In more recent years “Louisiana Swamp,” owned by the Lower Columba River Tree Farm LLC and managed by GreenWood Resources, Inc., has lost a lot of its ecological function and value. In the 1930s the Department of War (now the Army Corps. of Engineers) installed levees throughout the area to facilitate conversion of the land to agriculture. In the 1950s Louisiana Swamp was cleared, floodgates were installed, and Tandy Creek was rechannelized through the property in an effort to convert it to pastureland. Despite these modifications to the land, Louisiana Swamp turned out to be unsuitable for grazing. The levees were poorly built resulting in periodic flooding and a high groundwater table. At the time this project was identified, the tide gates were no longer functional and reed canary grass had taken over most of the pastureland.

The artificial changes to Louisiana Swamp resulted in a lack of floodplain connectivity, homogenization of habitat, and a loss of native species. The Louisiana Swamp is just one piece of important habitat that has been lost along the Lower Columbia River’s system of freshwater tidal floodplains as a result of diking, filling, and installation of flood control structures. Managers estimate that around 70% of natural scrub-shrub habitat in the area has been lost since the early to mid 1900s mainly to clear the way for agriculture.

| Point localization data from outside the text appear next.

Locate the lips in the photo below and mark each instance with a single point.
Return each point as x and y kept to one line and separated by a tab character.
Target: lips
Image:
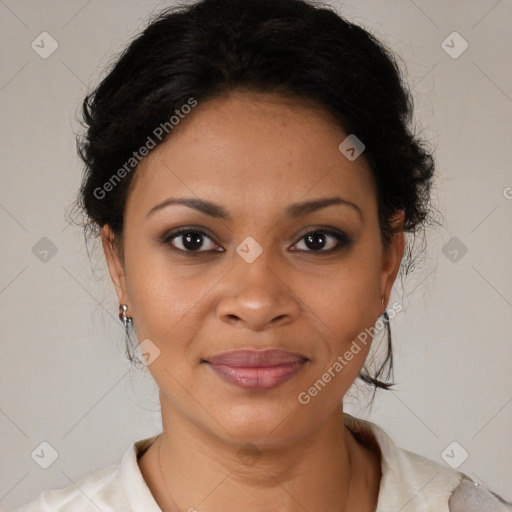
254	358
255	370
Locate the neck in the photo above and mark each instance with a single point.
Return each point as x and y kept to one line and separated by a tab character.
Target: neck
189	469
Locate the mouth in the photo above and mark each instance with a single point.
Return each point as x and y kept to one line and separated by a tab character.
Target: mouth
256	370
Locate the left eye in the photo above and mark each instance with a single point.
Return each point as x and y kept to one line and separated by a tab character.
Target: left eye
317	240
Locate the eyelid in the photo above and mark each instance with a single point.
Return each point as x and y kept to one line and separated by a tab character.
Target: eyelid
342	238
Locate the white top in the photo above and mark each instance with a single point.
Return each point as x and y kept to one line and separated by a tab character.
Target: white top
409	483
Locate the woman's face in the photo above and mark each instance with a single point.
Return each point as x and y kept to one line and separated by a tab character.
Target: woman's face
250	275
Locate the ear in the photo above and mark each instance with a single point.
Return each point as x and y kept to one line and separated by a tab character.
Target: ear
115	264
392	256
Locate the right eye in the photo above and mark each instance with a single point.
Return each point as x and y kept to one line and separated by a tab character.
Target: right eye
189	241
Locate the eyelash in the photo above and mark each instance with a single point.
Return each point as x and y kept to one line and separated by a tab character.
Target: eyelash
342	238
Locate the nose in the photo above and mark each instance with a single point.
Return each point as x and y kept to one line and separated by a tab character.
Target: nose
256	296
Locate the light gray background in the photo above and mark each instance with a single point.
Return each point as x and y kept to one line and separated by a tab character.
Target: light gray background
63	375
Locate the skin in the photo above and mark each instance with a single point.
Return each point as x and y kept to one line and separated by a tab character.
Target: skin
254	155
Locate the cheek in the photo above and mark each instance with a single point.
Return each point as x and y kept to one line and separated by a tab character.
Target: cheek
162	294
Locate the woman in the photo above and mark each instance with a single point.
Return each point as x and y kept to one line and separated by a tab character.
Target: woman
252	173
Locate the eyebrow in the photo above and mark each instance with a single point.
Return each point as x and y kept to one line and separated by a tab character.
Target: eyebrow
215	210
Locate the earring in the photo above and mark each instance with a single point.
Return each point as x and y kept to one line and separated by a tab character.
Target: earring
384	314
123	317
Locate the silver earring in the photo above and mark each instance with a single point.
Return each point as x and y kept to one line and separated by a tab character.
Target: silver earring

When the land manager, Rick Stonex, approached the SWCD for help with the property, the agency saw an opportunity to restore a crucial piece of habitat back to a natural and ecologically productive state. k The Louisiana Swamp project presented a great opportunity for conservation agencies to partner together to achieve a common goal. The LCRWC submitted an application for funds to the Lower Columbia River Estuary Partnership in February 2013. Funding for the project came from LCEP and an OWEB grant. LCRWC contributed labor and GreenWood Resources Inc. contributed some of the materials for the large wood placement and also agreed to perform future monitoring of the site. US Fish and Wildlife handled all federal permitting for the project and the Oregon Department of Fish and Wildlife performed fish salvage.

In addition to the predicted ecological benefits of this project, there were economic advantages for the local community as well. The project was designed by Lower Columbia Engineering and implemented by a local construction company, Kynsi Construction. All of the large wood purchased for use in restoring in-stream habitat came from Columbia County and all of the native plants were purchased in Vancouver.

The restoration plan included the elimination of the two failing tidal gates that disconnected 35 acres of the property from the other 10 as well as from Westport Slough and prevented fish passage. The plan also called for the restoration of Tandy Creek to its original state, reconnection of floodplains, creation of off-channel habitat, improvement of in-stream habitat with large wood placements, and restoration of the native plant community. Agency workers believed that all of these actions would result in improved rearing and refuge habitat for juvenile salmon as well as quality habitat for many other wildlife species including waterfowl, neotropical and songbirds, beavers, reptiles, amphibians, and deer.

The project was completed in the summer of 2013 with the exception of the planting phase. Managers state that there are approximately 30,000 trees as well as an abundance of herbaceous plants that still need to be planted. With the natural hydrology of the site restored, faulty tidal gates removed, and landowners who are committed to the project’s future success, Louisiana Swamp is expected to become a sanctuary for many wildlife species struggling to survive in a landscape dominated by human manipulation.